The proposals are among scores of ideas floated on bill after bill in recent months. Thus far, Rep. Barney Frank (D-Mass.), the chairman of the House Financial Services Committee, has steered his version of financial reform through that legislative minefield, navigating past Republican opposition, unrelenting pressure from industry lobbyists and consumer advocates, and occasional discord among some Democrats — all while trying to emerge with a bill that can both pass the entire House and still resemble the original blueprint.
He is moving closer to that goal.
Frank’s committee so far has approved legislation to create a new agency to oversee mortgages, credit cards and other loans to consumers, as well as measures to oversee the largely unregulated derivatives market, improve investor protections and impose stricter rules on credit-ratings agencies.

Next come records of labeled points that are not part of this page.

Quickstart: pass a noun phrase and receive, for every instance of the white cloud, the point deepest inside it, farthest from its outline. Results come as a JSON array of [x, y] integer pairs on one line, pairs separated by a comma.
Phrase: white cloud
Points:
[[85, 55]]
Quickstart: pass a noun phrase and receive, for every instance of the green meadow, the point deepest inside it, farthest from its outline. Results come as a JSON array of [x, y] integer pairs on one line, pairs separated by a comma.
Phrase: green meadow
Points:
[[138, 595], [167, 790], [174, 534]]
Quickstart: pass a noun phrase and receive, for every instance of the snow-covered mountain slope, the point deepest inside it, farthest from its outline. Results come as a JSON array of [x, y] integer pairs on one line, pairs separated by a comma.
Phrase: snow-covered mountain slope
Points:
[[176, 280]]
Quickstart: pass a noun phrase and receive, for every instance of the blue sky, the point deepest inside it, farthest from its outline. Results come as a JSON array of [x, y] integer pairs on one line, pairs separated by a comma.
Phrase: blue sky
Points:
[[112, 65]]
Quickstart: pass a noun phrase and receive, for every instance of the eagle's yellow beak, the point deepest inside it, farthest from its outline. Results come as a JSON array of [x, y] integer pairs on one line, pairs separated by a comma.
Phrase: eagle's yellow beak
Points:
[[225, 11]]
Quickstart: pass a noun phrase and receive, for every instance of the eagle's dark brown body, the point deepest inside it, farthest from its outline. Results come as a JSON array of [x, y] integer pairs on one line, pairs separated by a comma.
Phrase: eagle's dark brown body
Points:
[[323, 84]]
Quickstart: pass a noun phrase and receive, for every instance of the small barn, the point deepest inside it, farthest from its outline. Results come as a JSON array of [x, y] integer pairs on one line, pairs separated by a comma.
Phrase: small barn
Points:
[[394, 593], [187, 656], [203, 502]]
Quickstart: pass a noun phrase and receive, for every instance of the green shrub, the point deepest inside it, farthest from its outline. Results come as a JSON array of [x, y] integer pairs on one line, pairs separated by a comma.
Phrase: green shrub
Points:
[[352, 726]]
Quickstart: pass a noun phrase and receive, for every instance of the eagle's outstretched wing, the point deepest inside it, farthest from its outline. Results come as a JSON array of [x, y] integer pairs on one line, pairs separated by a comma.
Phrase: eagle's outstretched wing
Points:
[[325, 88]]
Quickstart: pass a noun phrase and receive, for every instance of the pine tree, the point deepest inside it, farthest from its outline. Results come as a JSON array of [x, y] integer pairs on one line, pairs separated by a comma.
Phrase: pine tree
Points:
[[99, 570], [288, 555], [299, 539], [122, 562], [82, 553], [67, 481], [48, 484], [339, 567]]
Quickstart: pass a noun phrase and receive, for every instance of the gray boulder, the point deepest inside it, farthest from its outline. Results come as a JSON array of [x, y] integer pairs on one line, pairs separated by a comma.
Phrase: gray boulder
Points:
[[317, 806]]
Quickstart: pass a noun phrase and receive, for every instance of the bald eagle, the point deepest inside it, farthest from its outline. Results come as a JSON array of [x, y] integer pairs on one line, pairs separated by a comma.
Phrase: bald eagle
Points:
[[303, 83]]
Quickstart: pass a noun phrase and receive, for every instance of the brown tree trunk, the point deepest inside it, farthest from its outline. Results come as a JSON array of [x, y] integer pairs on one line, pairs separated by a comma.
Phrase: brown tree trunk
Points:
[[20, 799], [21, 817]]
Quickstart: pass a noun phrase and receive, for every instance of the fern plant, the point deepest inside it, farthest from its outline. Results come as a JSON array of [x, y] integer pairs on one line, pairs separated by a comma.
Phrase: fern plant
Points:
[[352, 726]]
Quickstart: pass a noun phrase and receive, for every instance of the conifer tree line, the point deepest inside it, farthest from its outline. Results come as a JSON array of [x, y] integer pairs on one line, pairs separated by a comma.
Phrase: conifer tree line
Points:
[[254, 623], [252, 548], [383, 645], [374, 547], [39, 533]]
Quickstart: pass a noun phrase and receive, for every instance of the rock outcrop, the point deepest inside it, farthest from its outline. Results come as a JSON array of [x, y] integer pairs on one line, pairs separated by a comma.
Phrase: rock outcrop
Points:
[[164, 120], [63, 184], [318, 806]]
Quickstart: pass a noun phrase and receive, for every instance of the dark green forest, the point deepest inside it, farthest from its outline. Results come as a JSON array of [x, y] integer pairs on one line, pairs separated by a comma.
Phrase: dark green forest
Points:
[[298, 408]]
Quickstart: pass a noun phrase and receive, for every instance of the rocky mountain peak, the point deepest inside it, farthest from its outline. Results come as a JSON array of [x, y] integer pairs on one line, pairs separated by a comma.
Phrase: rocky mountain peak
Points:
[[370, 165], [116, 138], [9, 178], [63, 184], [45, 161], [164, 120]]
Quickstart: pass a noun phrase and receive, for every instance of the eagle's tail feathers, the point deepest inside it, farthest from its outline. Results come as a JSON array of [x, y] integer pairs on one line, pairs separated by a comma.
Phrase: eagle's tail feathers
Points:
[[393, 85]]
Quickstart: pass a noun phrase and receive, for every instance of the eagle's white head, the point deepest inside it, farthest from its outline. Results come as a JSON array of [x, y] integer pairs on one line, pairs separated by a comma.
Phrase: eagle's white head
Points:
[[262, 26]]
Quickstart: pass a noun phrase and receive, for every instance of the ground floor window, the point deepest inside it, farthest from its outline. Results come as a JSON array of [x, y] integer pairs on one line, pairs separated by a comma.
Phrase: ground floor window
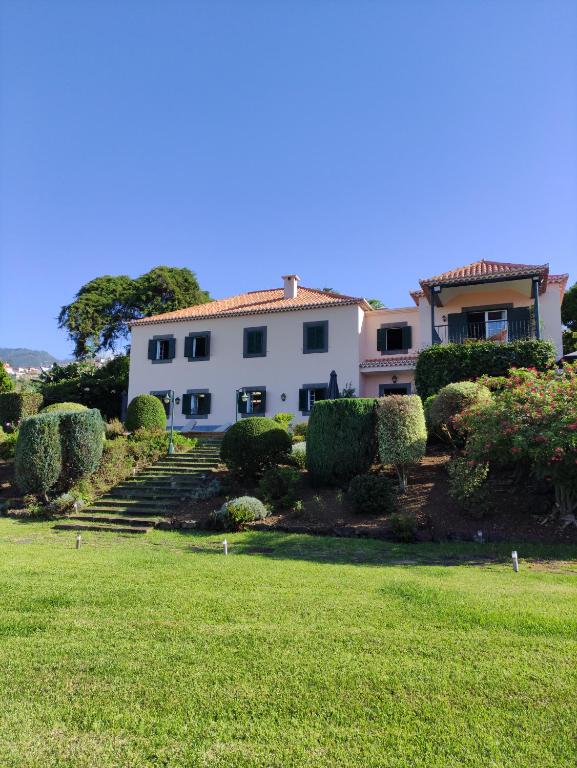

Each issue required noteworthy concessions, always with the endgame in mind.
Yet that endgame won’t be good enough if the final result is reform in name only. So while mainstream advocacy groups continue to press for tougher oversight, they also don’t want to alienate potential Congressional supporters by denouncing legislators too harshly. Such pragmatic concerns don’t worry critics who are still troubled by the shape of emerging legislation. As Greider said in a new column attacking the hypocricy of Goldman Sachs:
Goldman and the other big dogs of Wall Street are afflicted with the stink of greed, having harvested swollen fortunes from the calamity they caused for the rest of the country. [CEO of Goldman Sachs Lloyd] Blankfein made it worse by recently telling a British interviewer that, when you consider all the good things Goldman Sachs does for the economy, “we’re doing God’s work.” God evidently rewards such good works up-front. Goldman executives expect to collect more than $20 billion in bonuses at year’s end. The rest of the economy is still waiting for its reward.
To soften the sting, Blankfein announced the firm will devote $500 million to assist small businesses, either as loans or grants to help the little guys learn better managerial skills. More to the point, Blankfein spoke the words that financial titans have avoided. “I apologize.” The firm, he acknowledged, did some bad stuff, though he did not say what…
Wall Street is belatedly responding to its public relations problem. But this is really a political problem because public anger is gathering force and focus and scaring the bejeesus out of Washington pols…
If Wall Street wants really to win back public respect, there is a more substantial gift it can make that does not involve money. Goldman Sachs and the other banking behemoths can take their foot off the Congress and free servile politicians to enact true financial reforms. Call off your lobbyists, let democracy function in behalf of the public interest, not yours.